Bien évidemment, il était question de faire tester à chaque participante les 4 insertions magazines, l’une après l’autre. Et chacune a vu 4 insertions publicitaires dans 4 magazines différents dont deux exemplaires sont le même magazine Sayidaty. Dans le cas de l’expérimentation réalisée dans un salon de thé, l’interviewer faisait en sorte de guider la participante tout en étant toutes les deux assises l’une à côté de l’autre. Pendant ce temps, ses autres copines étaient juste à côté en train de discuter ensemble en regardant vers une autre direction ou occupées à boire leurs cafés (voir Figure 44).

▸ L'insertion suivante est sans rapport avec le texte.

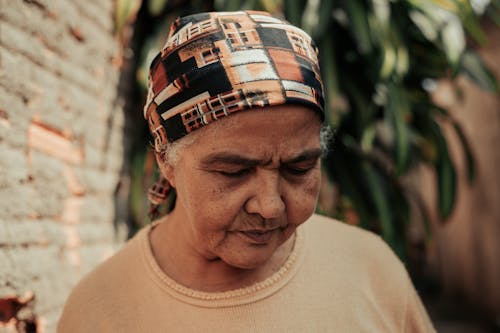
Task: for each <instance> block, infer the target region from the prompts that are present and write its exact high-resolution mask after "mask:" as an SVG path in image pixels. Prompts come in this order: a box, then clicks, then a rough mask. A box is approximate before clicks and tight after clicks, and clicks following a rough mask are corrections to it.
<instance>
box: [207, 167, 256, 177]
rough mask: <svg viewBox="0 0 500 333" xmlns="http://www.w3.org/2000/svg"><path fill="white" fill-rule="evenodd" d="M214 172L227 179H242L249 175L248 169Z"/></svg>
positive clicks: (248, 171) (217, 171)
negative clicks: (238, 178) (242, 178)
mask: <svg viewBox="0 0 500 333" xmlns="http://www.w3.org/2000/svg"><path fill="white" fill-rule="evenodd" d="M215 172H217V173H219V174H221V175H223V176H225V177H229V178H237V177H242V176H244V175H246V174H248V173H250V169H249V168H242V169H238V170H231V171H225V170H216V171H215Z"/></svg>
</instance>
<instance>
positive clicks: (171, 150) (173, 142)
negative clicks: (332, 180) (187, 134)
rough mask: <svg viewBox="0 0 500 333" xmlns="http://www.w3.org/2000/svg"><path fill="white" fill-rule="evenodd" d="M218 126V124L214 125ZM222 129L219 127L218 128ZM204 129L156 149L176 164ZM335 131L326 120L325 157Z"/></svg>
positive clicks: (160, 157)
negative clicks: (326, 122) (199, 134)
mask: <svg viewBox="0 0 500 333" xmlns="http://www.w3.org/2000/svg"><path fill="white" fill-rule="evenodd" d="M214 127H217V126H214ZM217 129H218V130H220V129H219V128H217ZM202 131H203V129H200V130H198V131H194V132H192V133H190V134H189V135H186V136H185V137H183V138H181V139H178V140H176V141H174V142H171V143H164V144H161V145H159V146H155V147H154V149H155V151H156V153H157V154H159V157H160V159H161V160H162V161H163V162H164V163H167V164H168V165H170V166H175V165H176V164H177V162H178V161H179V158H180V156H181V153H182V150H183V149H184V148H185V147H188V146H190V145H192V144H193V143H194V142H196V140H197V139H198V136H199V133H200V132H202ZM333 136H334V133H333V130H332V128H331V127H330V125H328V124H327V123H326V122H325V123H323V124H322V125H321V128H320V131H319V145H320V148H321V151H322V157H325V156H326V154H327V153H328V150H329V146H330V143H331V140H332V139H333Z"/></svg>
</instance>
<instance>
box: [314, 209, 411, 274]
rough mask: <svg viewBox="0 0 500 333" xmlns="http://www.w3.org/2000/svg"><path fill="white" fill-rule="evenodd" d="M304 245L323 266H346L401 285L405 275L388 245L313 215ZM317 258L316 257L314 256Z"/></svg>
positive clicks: (383, 241)
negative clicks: (319, 252) (307, 237)
mask: <svg viewBox="0 0 500 333" xmlns="http://www.w3.org/2000/svg"><path fill="white" fill-rule="evenodd" d="M306 232H307V237H308V243H310V246H311V247H312V250H313V251H314V252H316V253H318V252H321V253H323V257H324V264H325V265H328V266H329V267H333V266H332V265H333V264H336V265H338V266H349V268H350V269H355V270H357V271H358V273H370V275H372V276H373V275H375V274H376V275H382V276H390V277H391V279H392V280H394V279H398V278H399V280H400V281H401V282H402V283H406V281H407V278H408V277H407V272H406V269H405V267H404V265H403V263H402V262H401V261H400V259H399V258H398V257H397V256H396V255H395V253H394V252H393V251H392V249H391V248H390V247H389V245H388V244H387V243H386V242H385V241H384V240H383V239H382V238H381V237H380V236H379V235H376V234H374V233H373V232H370V231H367V230H364V229H361V228H360V227H357V226H353V225H349V224H346V223H344V222H340V221H338V220H335V219H332V218H329V217H326V216H322V215H317V214H315V215H313V216H312V217H311V219H310V220H309V221H307V222H306ZM315 257H319V256H315Z"/></svg>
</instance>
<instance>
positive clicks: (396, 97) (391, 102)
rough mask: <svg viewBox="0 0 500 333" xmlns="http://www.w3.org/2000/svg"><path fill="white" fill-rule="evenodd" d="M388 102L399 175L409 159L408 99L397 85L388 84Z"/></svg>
mask: <svg viewBox="0 0 500 333" xmlns="http://www.w3.org/2000/svg"><path fill="white" fill-rule="evenodd" d="M388 97H389V103H388V105H387V106H386V112H387V113H388V114H387V116H388V117H389V119H390V121H391V124H392V127H393V128H394V133H395V157H396V173H397V174H398V175H401V174H402V173H404V172H405V171H406V170H407V168H408V165H409V160H410V129H409V128H408V126H407V124H406V119H405V118H406V116H407V115H408V114H409V112H410V107H409V101H408V99H407V98H406V97H405V95H404V93H403V91H402V90H401V88H399V86H396V85H394V84H390V85H389V96H388Z"/></svg>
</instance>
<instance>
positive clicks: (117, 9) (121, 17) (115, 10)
mask: <svg viewBox="0 0 500 333" xmlns="http://www.w3.org/2000/svg"><path fill="white" fill-rule="evenodd" d="M141 3H142V0H116V7H115V27H116V31H117V32H118V34H121V31H122V29H123V27H124V26H125V24H126V23H127V22H128V21H129V20H132V18H134V17H135V15H136V14H137V12H138V11H139V8H140V7H141Z"/></svg>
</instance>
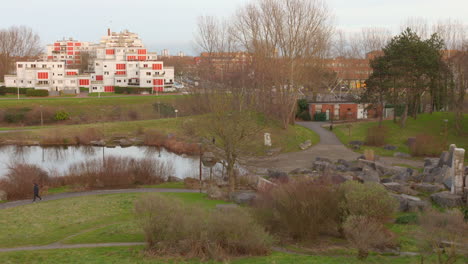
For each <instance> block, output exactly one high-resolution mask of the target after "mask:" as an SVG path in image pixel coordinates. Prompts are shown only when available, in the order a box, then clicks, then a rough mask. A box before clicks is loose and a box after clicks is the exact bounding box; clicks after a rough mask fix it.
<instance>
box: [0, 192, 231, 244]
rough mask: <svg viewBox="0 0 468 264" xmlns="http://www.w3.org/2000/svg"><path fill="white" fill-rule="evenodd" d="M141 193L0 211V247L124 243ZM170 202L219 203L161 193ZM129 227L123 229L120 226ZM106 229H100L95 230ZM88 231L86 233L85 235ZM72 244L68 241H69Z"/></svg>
mask: <svg viewBox="0 0 468 264" xmlns="http://www.w3.org/2000/svg"><path fill="white" fill-rule="evenodd" d="M143 195H148V194H141V193H130V194H112V195H95V196H86V197H76V198H69V199H62V200H55V201H47V202H39V203H34V204H29V205H25V206H20V207H15V208H8V209H2V210H0V234H1V235H0V247H17V246H26V245H45V244H50V243H53V242H57V241H60V240H63V239H65V238H67V237H69V236H71V235H76V234H79V235H78V236H75V237H73V241H74V242H76V243H85V242H94V241H102V242H124V241H128V240H130V241H134V240H136V239H138V240H139V241H142V238H143V236H142V232H141V230H140V229H139V228H137V226H136V224H133V223H135V222H136V221H135V219H134V214H133V205H134V202H135V200H136V199H137V198H139V197H141V196H143ZM162 195H167V196H170V197H173V198H174V199H182V200H183V201H186V202H190V203H196V204H199V205H200V206H203V207H206V208H214V207H215V205H216V204H219V203H225V202H223V201H216V200H208V199H206V198H205V197H206V195H205V194H200V193H164V194H162ZM126 226H127V227H129V226H131V227H133V229H126V228H123V227H126ZM101 227H106V228H104V229H103V230H101V229H99V228H101ZM85 231H89V232H85ZM73 241H72V242H73Z"/></svg>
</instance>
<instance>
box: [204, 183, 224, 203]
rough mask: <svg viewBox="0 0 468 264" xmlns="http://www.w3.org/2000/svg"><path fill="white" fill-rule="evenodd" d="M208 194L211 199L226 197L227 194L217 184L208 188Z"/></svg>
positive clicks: (207, 193) (206, 192)
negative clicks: (226, 194)
mask: <svg viewBox="0 0 468 264" xmlns="http://www.w3.org/2000/svg"><path fill="white" fill-rule="evenodd" d="M206 194H207V195H208V197H209V198H211V199H216V200H221V199H224V198H225V194H224V193H223V191H222V190H221V189H220V188H218V187H217V186H210V187H208V189H207V190H206Z"/></svg>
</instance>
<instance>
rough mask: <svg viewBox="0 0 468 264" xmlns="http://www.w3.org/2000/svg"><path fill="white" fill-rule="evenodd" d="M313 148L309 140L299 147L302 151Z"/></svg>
mask: <svg viewBox="0 0 468 264" xmlns="http://www.w3.org/2000/svg"><path fill="white" fill-rule="evenodd" d="M311 146H312V141H310V140H307V141H306V142H304V143H302V144H300V145H299V147H300V148H301V149H302V150H306V149H308V148H310V147H311Z"/></svg>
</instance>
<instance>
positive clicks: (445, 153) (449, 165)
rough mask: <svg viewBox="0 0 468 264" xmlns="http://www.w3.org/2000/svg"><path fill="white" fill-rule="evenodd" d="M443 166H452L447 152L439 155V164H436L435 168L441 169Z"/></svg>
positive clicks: (448, 153) (447, 151)
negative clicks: (435, 167)
mask: <svg viewBox="0 0 468 264" xmlns="http://www.w3.org/2000/svg"><path fill="white" fill-rule="evenodd" d="M444 165H447V166H452V162H451V159H450V153H449V152H448V151H443V152H442V153H441V154H440V159H439V163H438V164H437V167H442V166H444Z"/></svg>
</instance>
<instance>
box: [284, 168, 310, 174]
mask: <svg viewBox="0 0 468 264" xmlns="http://www.w3.org/2000/svg"><path fill="white" fill-rule="evenodd" d="M312 173H313V171H312V170H310V169H304V168H297V169H294V170H292V171H290V172H289V174H312Z"/></svg>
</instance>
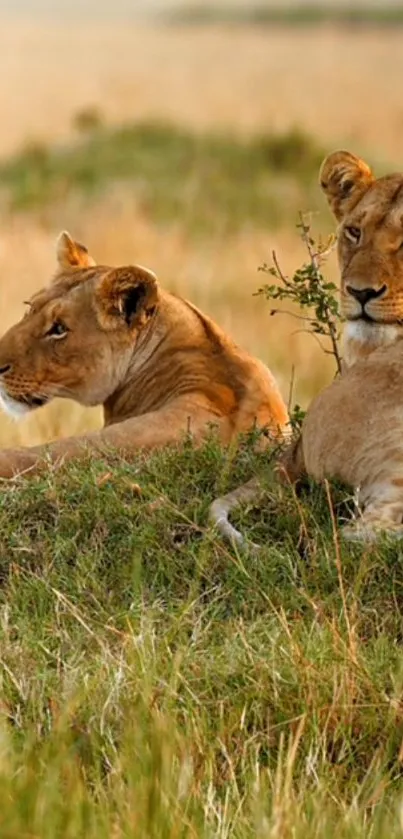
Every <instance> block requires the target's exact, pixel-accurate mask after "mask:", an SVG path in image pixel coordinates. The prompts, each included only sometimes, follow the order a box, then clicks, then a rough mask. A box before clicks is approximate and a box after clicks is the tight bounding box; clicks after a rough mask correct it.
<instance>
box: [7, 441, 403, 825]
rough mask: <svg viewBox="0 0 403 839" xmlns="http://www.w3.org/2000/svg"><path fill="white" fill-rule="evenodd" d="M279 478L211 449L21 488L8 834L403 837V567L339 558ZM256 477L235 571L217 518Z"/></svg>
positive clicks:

167 D’ailleurs, pour les participantes qui avaient passé le test chez elles, le principe a été presque toujours le même, l’interviewer s’asseyait avec celle qui passait le test, côte-à-côte devant une table basse, ou autour de la table présente dans son salon.

Sinon, pour la partie de l’expérimentation qui s’est passée dans la salle d’attente d’un médecin, les patientes-participantes (lesquelles le sont devenues par la suite) testées étaient bien assises à leurs places vu qu’il s’agissait d’une salle d’attente munie de quelques fauteuils, et sur lesquels les personnes étaient assises dans les différents coins de la salle. Il a suffi que les fiches de tests et les magazines soient portés et remis en ordre lors de chaque déplacement d’une patiente vers une autre, et lors de chaque visualisation (en tout chacune doit voir quatre insertions). En fait, il fallait que l’interviewer prenne soin de remettre le même ordre des insertions pour chaque participante en changeant de place pour la prochaine participante. D’ailleurs, une des photos de lafigure(b) montre bien une participante à côté de l’interviewer, au milieu des magazines dans le cadre d’une évaluation au sein de la salle d’attente d’un cabinet médical. Le plus gratifiant est qu’à la fin de cette journée, une patiente se laissait aller à dire « finalement ce test m’a fait oublier ma douleur, c’était bien quand même54 ! », une conclusion réconfortante par laquelle cette évaluation a été clôturée.

D’ailleurs, à travers la notion d’évaluation, apparaît en effet l’observation des interactions des sujets avec l’insertion publicitaire. Dans l’ensemble, les participantes ont géré la série des visualisations en autonomie, il fallait juste que l’interviewer soit présente à côté d’elles pour assurer au mieux le passage de la visualisation de l’insertion d’un magazine à l’autre. La présence de l’interviewer est aussi obligatoire pour gérer les passages et pour compter le timing que chaque participante a passé pour restituer ce qu’elle a vu dans chaque insertion, c’est-à-dire le temps nécessaire à ce que la personne mémorise les éléments présents dans chaque insertion.